AI firm XtalPi swells its coffers with another $400m financing
Artificial intelligence (AI) specialist XtalPi has chalked up a second big financing in the space of a year, raising $400 million and taking its valuation to around $2 billion.
Founded several years ago by a team of MIT researchers and previously backed by Google, XtalPi deploys AI to a range of drug discovery and development tasks – such as molecular structure generation and predicting binding affinities and other drug properties – to try to find new drugs therapies.
The Shenzhen, China-based company's ID4 platform combines AI, quantum physics, and cloud computing to improve the efficiency, accuracy, and success rate of drug design, solid-form drug selection, and other critical aspects of preclinical drug development.
The latest round was co-led by OrbiMed with participation from Sino Biopharma and existing investors Sequoia Capital China and 5Y Capital, according to a ChinaMoneyNetwork report.
It comes just 11 months after the company raised $319 million in its Series C and amid rumours that it is also planning to move swiftly ahead with an initial public offering (IPO).

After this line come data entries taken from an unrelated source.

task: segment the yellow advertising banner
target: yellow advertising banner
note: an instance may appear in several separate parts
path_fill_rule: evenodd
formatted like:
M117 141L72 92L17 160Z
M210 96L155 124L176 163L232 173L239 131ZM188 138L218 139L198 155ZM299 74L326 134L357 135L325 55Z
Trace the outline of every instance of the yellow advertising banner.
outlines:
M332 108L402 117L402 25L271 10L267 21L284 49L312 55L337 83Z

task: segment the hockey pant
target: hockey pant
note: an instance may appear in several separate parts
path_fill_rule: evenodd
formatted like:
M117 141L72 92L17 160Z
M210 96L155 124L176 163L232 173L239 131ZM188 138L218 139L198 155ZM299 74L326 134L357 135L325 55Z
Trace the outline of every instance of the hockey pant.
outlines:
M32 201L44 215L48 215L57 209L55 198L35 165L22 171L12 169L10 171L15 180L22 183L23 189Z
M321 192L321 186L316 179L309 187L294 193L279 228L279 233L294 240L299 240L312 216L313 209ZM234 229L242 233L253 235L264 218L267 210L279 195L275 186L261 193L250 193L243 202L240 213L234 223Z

The scale of the investment is another indicator of the growing interest in the AI category since Sumitomo Dainippon Pharma (DSP) and partner Exscientia started dosing patients in a study of a drug for obsessive-compulsive disorder last year, which was billed as the first AI-designed drug to enter the clinic.
That candidate has since been joined by a DSP-partnered drug for Alzheimer's and a cancer immunotherapy developed alongside Evotec, which both started human testing earlier this year.
XtalPi is already working with partners like 3D Medicines, GeneQuantum Healthcare, Huadong Medicine and Signet Therapeutics on drug discovery projects, and has been partnering with Pfizer since 2018 on AI-based small-molecule drug modelling, but so far hasn't advanced one of its candidates into clinical trials.
The influx in cash has meanwhile allowed XtalPi to invest in other companies, and in March it joined a second-round financing for UK company PhoreMost which raised $46 million.
PhoreMost focuses on developing drugs against "undruggable" targets, and started working with XtalPi in 2020 on cancer projects.